Por: Gustavo Páez Escobar

(Prólogo del libro Actualidad de las profecías bíblicas)

Laura Victoria reside en Méjico hace 48 años. Y allí pien­sa morir. «Estoy muy unida a México con vínculos indisolubles, pero mi corazón y mi mente están en Colombia», expresa en reciente reportaje que me ha concedido. En la mejor época de sus éxitos literarios —año de 1939— tuvo que cancelar sus giras internacionales, en las que los públicos latinoamericanos colmaban los teatros pa­ra aplaudir su vibrante poesía amorosa, y más tarde se vio pre­cisada a radicarse en el país azteca, que la acogió con alborozo, como dolorosa solución para proteger la patria potestad de sus hijos dentro del insuperable conflicto conyugal que, a cambio del amparo de sus afectos maternales, la hizo huir de Colombia.

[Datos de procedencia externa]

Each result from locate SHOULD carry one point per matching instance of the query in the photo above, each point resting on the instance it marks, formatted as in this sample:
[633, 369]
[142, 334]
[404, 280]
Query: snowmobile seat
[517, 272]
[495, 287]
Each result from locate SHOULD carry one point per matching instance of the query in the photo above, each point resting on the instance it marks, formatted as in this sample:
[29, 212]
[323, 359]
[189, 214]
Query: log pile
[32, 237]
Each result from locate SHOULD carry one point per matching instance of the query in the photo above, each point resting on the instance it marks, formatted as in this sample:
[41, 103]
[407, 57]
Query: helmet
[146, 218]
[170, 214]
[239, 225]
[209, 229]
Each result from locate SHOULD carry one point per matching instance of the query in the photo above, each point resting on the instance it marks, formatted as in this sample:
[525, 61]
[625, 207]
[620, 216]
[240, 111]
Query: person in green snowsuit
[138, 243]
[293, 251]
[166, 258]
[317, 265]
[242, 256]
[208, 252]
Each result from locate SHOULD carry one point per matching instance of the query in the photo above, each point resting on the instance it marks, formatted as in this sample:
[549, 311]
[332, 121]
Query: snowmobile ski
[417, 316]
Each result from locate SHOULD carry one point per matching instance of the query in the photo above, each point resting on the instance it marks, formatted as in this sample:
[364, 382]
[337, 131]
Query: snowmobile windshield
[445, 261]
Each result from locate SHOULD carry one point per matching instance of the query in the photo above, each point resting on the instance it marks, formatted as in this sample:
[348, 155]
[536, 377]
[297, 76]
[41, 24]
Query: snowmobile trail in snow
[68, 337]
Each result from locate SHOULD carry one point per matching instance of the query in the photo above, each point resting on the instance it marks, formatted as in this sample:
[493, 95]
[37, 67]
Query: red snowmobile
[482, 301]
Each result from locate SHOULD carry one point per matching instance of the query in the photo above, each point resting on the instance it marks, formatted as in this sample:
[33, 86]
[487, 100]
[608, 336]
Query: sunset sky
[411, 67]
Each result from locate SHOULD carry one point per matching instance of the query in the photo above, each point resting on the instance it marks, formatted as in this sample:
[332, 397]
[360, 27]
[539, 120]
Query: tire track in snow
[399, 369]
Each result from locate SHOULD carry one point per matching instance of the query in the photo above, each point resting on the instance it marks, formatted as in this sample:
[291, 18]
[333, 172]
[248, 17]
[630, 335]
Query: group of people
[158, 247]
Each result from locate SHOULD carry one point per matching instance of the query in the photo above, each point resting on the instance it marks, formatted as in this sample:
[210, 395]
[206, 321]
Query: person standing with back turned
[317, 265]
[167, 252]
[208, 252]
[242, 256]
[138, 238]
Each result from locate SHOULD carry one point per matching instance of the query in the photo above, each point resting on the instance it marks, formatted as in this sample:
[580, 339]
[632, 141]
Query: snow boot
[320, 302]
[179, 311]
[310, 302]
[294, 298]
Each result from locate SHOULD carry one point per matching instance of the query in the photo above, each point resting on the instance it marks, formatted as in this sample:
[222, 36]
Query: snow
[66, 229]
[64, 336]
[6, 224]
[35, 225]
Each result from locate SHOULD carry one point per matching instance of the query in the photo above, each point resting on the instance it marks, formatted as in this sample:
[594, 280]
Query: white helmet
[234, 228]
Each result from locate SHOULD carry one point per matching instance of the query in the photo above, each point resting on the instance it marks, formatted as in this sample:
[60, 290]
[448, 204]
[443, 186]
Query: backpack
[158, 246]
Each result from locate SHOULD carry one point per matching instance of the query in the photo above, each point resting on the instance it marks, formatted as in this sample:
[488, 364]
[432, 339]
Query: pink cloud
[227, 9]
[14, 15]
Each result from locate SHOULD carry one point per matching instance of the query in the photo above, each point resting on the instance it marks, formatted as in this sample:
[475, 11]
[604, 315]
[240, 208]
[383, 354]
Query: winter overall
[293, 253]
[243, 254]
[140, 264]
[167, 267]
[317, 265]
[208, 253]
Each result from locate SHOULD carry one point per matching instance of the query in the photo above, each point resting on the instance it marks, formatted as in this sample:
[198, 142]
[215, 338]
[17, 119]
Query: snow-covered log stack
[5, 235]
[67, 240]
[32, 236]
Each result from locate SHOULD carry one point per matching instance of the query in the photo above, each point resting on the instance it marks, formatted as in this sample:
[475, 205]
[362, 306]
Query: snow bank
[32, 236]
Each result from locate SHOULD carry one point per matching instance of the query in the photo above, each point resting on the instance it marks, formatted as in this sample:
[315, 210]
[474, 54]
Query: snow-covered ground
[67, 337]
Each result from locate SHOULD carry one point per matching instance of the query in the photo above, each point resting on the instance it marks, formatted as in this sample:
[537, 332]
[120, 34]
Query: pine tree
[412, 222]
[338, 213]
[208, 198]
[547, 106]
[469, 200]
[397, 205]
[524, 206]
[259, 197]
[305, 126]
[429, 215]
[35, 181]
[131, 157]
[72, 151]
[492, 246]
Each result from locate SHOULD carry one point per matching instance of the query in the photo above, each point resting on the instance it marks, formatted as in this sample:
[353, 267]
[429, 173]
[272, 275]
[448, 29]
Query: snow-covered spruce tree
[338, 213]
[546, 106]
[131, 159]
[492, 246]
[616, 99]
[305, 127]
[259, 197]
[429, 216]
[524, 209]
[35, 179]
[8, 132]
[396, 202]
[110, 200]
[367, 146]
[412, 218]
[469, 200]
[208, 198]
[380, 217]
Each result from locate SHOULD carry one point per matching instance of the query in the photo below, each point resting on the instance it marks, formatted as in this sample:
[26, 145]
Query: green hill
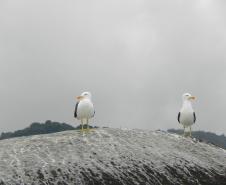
[40, 128]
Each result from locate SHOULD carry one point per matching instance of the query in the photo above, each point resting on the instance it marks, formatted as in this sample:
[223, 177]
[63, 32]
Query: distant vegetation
[40, 128]
[52, 127]
[218, 140]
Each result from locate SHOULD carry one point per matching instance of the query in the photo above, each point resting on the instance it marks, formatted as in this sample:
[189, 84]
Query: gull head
[188, 97]
[84, 95]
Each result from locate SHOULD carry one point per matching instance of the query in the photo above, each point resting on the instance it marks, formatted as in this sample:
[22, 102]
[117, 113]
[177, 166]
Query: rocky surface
[111, 157]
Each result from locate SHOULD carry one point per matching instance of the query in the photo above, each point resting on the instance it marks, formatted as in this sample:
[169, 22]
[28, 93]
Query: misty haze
[137, 58]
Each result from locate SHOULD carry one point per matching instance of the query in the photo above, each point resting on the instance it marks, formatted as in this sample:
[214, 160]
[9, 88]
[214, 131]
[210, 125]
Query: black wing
[178, 117]
[76, 107]
[194, 117]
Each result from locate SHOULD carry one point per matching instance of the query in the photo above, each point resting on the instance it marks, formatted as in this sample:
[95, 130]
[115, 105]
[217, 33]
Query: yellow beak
[79, 97]
[192, 98]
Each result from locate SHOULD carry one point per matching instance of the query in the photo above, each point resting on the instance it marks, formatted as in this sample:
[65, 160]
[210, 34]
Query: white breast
[186, 114]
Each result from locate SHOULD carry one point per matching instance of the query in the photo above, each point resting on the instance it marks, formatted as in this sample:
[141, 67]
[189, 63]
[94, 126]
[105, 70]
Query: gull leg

Por defender su sangre, Laura Victoria abandonó su patria. Sacrificio inmenso, que mide el corazón de la madre. A su hijo Mario le manifiesta:

¡Pobre hijo mío, que heredaste mi alma

soñadora, romántica y enferma;

tú ignoras que con lágrimas de sangre

abonan sus jardines los poetas…!

Y a su hija Beatriz —con el tiempo la célebre Alicia Caro del cine mexicano— le escribe en 1935 desde un hospital de Nueva York, cuando la lucha matrimonial era implacable:

… Yo gritaré a lo lejos

que te adoré como ninguna madre

haya querido su pedazo de entraña,

así como aman las tigresas

al cachorro indefenso,

con alma, con dolor, con ambiciones…

Laura Victoria sufre dolor de patria desde hace 48 años. Ausencia pronunciada que hace de ella una heroína del des­tierro. Sueña, en sus anchas soledades dentro de su silencioso apartamento de la avenida Coyoacán, con Colombia, sus paisajes, sus climas, sus ríos, sus regiones, sus costumbres y su gente, como el amante se deleita y padece con el recuerdo del ser distante. Su Canto a Colombia tiene acento estre­mecido:

Lejos de ti no saben

el pan ni la alegría;

no hay aliento tan puro

como el de tus montañas,

ni abrazo más inmenso

que el de tus cordilleras...

Pero ahora está de regreso. Volverá por breve temporada si no se interponen nuevos inconvenientes, como viene suce­diendo en los tres últimos años. Todos los preparativos para su encuentro han quedado destrozados, y ya nos resignamos a recibirla sólo en los pliegos de la correspondencia. Sus cartas son prometedoras, pulsadas además con firme y her­mosa caligrafía, como si en cada línea y en cada rasgo impri­miera una afirmación vital, un signo de vuelo. La amiga lejana, que siempre viaja y nunca llega —caminante pertinaz en otras épocas—, sin embargo ha permanecido con nosotros. Su poe­sía y sus emociones recorren las llanuras y las cumbres colom­bianas como una golondrina vibrátil.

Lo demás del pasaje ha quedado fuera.